GurliGebis · December 15, 2023, 11:34am

Pull request for 1.4 backport, since it would be great to have included in 1.4 (since the zone based firewall and flowtables won’t work together without it): firewall: T4502: add offload to firewall table actions (backport #2638) by GurliGebis · Pull Request #2641 · vyos/vyos-1x · GitHub

deallerbeste · December 15, 2023, 5:33pm

Thanks for the PR

In the meantime. I have a NIC that support hardware offloads (eth0) but it’s not working in combination with software offload. Any ideas what I am doing wrong this time?
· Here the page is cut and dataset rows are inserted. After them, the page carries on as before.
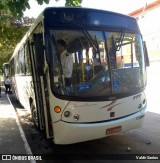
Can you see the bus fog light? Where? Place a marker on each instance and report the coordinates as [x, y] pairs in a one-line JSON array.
[[67, 113], [76, 117]]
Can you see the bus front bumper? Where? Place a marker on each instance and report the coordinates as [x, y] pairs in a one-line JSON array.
[[69, 133]]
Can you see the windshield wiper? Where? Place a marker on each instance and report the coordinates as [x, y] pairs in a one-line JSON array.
[[91, 41], [119, 40]]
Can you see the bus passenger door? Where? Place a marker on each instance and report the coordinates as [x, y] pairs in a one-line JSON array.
[[36, 55]]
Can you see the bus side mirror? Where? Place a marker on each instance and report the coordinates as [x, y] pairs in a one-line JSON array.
[[146, 54]]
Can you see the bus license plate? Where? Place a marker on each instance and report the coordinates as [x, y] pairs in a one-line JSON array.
[[113, 130]]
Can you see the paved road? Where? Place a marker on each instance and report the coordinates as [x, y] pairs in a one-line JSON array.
[[12, 138]]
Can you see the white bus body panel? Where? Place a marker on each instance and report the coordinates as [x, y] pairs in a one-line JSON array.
[[95, 118], [68, 133]]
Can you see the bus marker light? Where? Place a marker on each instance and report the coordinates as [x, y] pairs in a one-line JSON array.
[[57, 109], [67, 113], [139, 106], [76, 117]]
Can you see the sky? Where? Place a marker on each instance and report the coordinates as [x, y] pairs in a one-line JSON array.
[[121, 6]]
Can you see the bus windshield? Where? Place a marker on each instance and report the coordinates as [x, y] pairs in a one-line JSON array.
[[104, 62]]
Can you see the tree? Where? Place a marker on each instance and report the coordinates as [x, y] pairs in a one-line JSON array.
[[13, 25], [17, 7]]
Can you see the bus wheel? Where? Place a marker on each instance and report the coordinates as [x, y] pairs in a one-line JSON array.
[[34, 115]]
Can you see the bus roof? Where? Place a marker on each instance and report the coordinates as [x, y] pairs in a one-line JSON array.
[[76, 16]]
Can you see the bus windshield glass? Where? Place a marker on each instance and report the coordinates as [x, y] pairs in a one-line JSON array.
[[104, 62]]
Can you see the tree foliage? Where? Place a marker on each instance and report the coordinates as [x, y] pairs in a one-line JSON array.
[[13, 25]]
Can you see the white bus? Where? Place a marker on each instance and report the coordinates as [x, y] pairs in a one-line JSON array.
[[106, 95]]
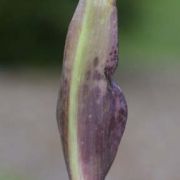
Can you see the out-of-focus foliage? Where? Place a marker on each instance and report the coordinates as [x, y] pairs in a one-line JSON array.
[[32, 33]]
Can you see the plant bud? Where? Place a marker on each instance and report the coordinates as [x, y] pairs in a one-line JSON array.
[[91, 110]]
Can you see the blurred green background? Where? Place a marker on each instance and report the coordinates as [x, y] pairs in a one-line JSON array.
[[32, 33], [32, 36]]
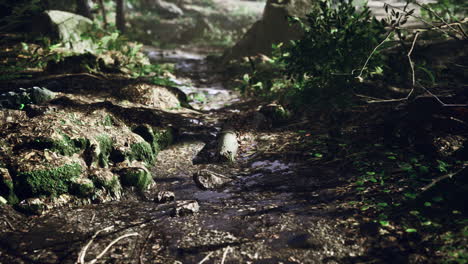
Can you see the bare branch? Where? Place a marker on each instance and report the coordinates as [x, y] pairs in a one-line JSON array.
[[110, 245]]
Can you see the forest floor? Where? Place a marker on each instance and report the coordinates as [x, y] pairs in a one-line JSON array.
[[297, 194]]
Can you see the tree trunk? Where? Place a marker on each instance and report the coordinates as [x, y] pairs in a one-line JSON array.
[[120, 16], [82, 8], [103, 12]]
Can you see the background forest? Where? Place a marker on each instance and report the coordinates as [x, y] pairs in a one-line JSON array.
[[241, 131]]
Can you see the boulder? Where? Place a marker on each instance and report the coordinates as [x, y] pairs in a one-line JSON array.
[[65, 27], [227, 146], [183, 208], [273, 28], [206, 179], [164, 197]]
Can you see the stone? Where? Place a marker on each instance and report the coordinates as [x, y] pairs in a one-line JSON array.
[[41, 95], [206, 179], [227, 145], [67, 28], [273, 28], [184, 208], [138, 177], [164, 197]]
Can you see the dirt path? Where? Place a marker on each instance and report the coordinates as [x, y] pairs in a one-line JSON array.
[[276, 209]]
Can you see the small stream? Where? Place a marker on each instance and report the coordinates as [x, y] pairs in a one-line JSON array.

Eveytime I get the following error message, but I already added this to the configuration:

#Hardware:

set interfaces ethernet eth0 offload hw-tc-offload
set firewall flowtable FLOW-HW interface 'eth0'
set firewall flowtable FLOW-HW offload 'hardware'

#Software
set firewall flowtable FLOW-SW interface 'eth2'
set firewall flowtable FLOW-SW interface 'eth3'
set firewall flowtable FLOW-SW interface 'eth4'
set firewall flowtable FLOW-SW offload 'software'

Error message after commit:

vyos@fw# commit

Interface "eth0" requires "offload hw-tc-offload"

[[firewall]] failed

When I enable this with ethtoool and commit after that I get the following error:

sudo ethtool -K eth0 hw-tc-offload on

Failed to apply firewall: /run/nftables.conf:28:15-36: Error: Could not
process rule: Operation not supported     flowtable VYOS_FLOWTABLE_FLOW-
HW {               ^^^^^^^^^^^^^^^^^^^^^^ /run/nftables.conf:280:15-36:
Error: Could not process rule: Operation not supported     flowtable
VYOS_FLOWTABLE_FLOW-HW {               ^^^^^^^^^^^^^^^^^^^^^^

nftables.conf

delete table ip vyos_filter
table ip vyos_filter {
    flowtable VYOS_FLOWTABLE_FLOW-HW {
        hook ingress priority 0; devices = { eth0 };
        flags offload;
        counter
    }

    flowtable VYOS_FLOWTABLE_FLOW-SW {
        hook ingress priority 0; devices = { eth2, eth3, eth4 };
        counter
    }

It does not seem possible to run software and hardware flowtables together.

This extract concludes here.